Have you put aside the romantic notion that love conquers all…No matter how intense your emotions, it’s important to remember that ending a marriage is in fact a business deal. Those who ignore the business aspects of divorce do so at their own peril, as that divorce statistic shows. Many people seemed shocked by the advice that women and men should prepare themselves financially before ending a marriage.

Here are (3) important business affairs that required your attention:

1. Pull your credit report.Pull your credit report before the divorce so that anything in dispute can be resolved before the divorce is final.

2. Open individual bank, credit card and brokerage accounts.
You also need to do this before the breakup is official. It will be easier to get a credit card and bank account in your own name while you are still married. This is especially important for a woman who has never established credit in her own name.

3. Close all joint accounts.Closing shared accounts is a critical step and one that is too often overlooked. Cancel the accounts and be sure to request that they report each account as “closed by customer” to the credit bureaus.

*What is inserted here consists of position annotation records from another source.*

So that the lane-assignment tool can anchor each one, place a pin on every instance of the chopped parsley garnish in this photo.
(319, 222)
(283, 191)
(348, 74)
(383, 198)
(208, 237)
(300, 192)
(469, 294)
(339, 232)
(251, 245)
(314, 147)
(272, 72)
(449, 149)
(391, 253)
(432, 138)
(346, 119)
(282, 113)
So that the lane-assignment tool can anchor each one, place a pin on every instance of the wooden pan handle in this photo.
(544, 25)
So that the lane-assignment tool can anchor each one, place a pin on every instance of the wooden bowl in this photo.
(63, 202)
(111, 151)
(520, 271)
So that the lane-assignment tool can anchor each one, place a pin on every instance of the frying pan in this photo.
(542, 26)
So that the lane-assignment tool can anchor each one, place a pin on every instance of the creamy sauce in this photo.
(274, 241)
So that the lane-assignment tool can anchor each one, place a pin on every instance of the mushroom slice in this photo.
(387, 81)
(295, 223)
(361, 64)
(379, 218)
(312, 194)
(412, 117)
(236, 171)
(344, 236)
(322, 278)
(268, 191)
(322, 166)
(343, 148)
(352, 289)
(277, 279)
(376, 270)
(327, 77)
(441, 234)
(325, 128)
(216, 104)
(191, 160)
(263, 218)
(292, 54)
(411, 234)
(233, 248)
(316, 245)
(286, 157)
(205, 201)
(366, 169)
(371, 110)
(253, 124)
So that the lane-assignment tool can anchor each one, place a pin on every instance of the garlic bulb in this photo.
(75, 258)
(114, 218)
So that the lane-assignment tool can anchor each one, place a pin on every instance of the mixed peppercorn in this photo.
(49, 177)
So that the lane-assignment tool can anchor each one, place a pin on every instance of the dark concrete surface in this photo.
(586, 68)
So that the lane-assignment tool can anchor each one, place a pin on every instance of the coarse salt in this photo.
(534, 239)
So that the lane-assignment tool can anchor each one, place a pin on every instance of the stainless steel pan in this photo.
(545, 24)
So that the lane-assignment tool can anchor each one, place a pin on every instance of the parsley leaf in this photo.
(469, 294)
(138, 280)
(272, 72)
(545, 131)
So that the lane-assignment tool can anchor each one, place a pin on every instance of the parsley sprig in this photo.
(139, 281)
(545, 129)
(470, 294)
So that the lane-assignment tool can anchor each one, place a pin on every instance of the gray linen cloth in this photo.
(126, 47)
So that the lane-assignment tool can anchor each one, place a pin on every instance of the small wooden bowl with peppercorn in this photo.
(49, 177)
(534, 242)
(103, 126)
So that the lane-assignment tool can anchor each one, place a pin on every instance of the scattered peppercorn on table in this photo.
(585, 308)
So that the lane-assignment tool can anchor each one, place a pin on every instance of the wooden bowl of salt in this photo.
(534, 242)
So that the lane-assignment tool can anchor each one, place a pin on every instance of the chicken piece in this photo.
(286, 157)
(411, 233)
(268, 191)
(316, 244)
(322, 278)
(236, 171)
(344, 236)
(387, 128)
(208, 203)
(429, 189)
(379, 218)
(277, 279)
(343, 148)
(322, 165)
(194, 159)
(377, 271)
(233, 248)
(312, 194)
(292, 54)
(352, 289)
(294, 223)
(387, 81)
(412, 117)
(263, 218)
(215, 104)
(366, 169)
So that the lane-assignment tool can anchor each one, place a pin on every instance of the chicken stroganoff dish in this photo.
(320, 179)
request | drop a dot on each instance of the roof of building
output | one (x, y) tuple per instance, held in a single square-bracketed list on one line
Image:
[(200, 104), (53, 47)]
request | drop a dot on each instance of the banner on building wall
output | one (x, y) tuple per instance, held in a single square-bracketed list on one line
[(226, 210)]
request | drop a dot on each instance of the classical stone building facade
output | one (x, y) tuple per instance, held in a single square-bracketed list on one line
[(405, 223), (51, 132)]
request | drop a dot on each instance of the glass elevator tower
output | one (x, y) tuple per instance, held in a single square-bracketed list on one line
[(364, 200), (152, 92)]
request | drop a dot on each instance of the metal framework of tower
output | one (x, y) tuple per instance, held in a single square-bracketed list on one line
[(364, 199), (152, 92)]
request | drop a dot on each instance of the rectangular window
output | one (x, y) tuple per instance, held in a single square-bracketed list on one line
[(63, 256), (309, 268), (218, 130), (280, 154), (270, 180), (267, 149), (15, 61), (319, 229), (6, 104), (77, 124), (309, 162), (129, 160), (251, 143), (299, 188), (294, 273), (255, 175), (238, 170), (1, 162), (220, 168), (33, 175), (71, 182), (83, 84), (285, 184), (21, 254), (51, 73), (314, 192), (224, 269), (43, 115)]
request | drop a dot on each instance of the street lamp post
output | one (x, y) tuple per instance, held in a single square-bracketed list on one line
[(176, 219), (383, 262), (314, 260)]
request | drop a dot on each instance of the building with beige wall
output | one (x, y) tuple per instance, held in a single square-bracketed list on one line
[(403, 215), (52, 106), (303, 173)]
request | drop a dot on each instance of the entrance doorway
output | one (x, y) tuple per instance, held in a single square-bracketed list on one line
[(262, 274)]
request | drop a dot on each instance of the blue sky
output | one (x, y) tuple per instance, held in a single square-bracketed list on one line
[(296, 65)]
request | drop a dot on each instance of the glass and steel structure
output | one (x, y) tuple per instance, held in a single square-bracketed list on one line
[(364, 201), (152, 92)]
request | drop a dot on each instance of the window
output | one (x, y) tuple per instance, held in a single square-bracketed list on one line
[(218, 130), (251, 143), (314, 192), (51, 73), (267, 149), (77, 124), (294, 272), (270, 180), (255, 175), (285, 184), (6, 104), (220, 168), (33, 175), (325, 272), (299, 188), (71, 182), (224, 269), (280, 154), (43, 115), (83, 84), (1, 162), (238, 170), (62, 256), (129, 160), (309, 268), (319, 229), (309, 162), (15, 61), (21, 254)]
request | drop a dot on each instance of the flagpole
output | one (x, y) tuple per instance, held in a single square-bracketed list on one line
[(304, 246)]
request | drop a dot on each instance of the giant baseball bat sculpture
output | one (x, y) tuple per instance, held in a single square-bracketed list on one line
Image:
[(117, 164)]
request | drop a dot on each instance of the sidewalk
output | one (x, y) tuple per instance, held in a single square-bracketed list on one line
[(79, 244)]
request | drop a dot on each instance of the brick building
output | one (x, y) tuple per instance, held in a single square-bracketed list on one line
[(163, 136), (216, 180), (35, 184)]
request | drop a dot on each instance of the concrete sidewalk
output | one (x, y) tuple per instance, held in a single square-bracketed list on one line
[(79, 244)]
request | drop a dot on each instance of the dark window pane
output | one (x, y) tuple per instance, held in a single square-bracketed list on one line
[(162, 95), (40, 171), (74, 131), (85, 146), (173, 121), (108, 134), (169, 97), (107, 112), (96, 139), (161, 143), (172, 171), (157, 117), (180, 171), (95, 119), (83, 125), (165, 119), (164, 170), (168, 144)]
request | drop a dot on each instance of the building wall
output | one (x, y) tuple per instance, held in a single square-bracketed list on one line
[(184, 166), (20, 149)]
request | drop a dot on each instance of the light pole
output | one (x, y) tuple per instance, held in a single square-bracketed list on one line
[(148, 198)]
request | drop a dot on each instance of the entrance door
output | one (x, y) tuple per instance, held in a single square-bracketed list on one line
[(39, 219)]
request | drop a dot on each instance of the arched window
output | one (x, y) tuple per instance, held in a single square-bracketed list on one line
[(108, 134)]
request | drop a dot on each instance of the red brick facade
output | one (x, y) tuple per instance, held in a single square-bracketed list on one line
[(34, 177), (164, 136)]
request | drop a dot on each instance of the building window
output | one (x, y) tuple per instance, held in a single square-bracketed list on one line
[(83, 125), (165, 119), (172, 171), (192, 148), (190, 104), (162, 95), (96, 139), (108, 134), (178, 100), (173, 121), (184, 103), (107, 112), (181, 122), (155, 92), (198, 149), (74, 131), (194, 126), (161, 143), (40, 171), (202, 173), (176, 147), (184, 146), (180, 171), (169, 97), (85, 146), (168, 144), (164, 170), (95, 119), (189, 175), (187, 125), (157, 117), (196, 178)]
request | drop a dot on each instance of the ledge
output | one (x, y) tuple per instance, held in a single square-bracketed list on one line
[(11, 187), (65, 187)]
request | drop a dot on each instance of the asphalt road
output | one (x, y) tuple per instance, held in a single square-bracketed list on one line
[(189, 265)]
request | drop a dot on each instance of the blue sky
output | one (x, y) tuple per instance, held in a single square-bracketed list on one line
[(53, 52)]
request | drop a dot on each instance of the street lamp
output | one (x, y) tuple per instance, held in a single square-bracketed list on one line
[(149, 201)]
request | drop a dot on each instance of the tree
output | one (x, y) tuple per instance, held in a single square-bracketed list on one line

Divorce can take time; pay off share debt with joint assets if possible.

Since money is the number one cause of divorce, it’s safe to assume that splitting the financial sheets won’t be easy. Have you considered all of the financial ramifications in your situation?

03 Aug When You Are the One Paying Support

Nearly one third of all married women make more money than their spouses. This economic statistic is certainly a factor why women increasingly are paying support. However, in our society, women seem surprised to have to pay support even if they earn more. As the financial gender gap continues to narrow, an increasing number of women involved in a divorce must confront the possibility of paying support to their spouse. (AKA, “Manimony”).

I have assisted many divorcing women who face the prospect of paying support. Women who have worked hard building careers, taking care of children, dealing with aging parents, feel that they have contributed more than their fair share while married.

Are you someone who make more money than your spouse? If you found yourself in this situation, how did you deal with this issue?